Denote $$E^{k,m}=\left\{f\in C^m(\mathbb{R}^3)\mid\sup_{x\in\mathbb{R}^3}(1+|x|)^{k+|\alpha|}|\partial^\alpha_xf(x)|<\infty\right\}.$$ Now given $f\in E^{2,m}$ for any fixed $m\in \mathbb{Z}^+$, and $\hat\theta_s(\xi)=|\xi|e^{(s-1)|\xi|^2}$, define $$\hat{W}(\xi)=\int_{\frac 12}^1\hat{\theta}_s(\xi)\sqrt s\hat{f}\left(\sqrt s\xi\right)ds,$$ prove that $W\in E^{2,m}$.
This is some thing I read in a paper where the authors claim one could "easily see" this without giving a proof. Well, I'm not very familiar with singular operators in Harmonic analysis and this seems not so obvious to me.
I'll sketch how far I got and if anyone could tell me what I'm missing it would be very appreciated.
Apply inverse Fourier transform one obtains, $$W(x)=\int_{\frac 12}^1\theta_s\ast\left(\frac 1 sf\left(\frac \cdot{\sqrt s}\right)\right)(x)ds.$$ Direct computation implies $$(1+|x|)^{2+|\alpha|}\partial_x^\alpha W(x)\lesssim (1+|x|)^{2+|\alpha|}\int_{\frac 12}^1\int_{\mathbb{R}^3_y}\frac{\theta_s(x-y)}{(1+|y|)^{2+|\alpha|}}dyds\|f\|_{E^{2,m}}.$$ Here is the problem, first the space integral should be finite and this will depend on $s$,then it should be integrable on $(\frac 12,1)$, finally then take supremum over $x$.
When $s=1$, however, $\hat\theta_s$ loses decay property and $|\xi|$ plays dominant role, then it will not be integrable.
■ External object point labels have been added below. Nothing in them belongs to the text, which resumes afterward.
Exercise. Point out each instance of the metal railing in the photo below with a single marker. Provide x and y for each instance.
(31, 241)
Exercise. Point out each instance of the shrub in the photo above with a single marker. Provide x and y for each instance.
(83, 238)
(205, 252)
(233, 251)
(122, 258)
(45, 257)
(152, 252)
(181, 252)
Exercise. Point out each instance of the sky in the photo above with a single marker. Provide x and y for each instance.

Just take $x=0$ as example, then $$W(0)\lesssim\int_{\frac 12}^1\int_{\mathbb{R}^3}\frac{\theta_s(-y)}{(1+|y|)^{2+|\alpha|}}dads.$$
In the 3-d case if this is integrable, then $\theta_s(-y)$ should have at least $|y|^{-1-\epsilon}$ decay at infinity, for any $\epsilon>0$. But I fail to show this when $s\in (\frac 12,1)$.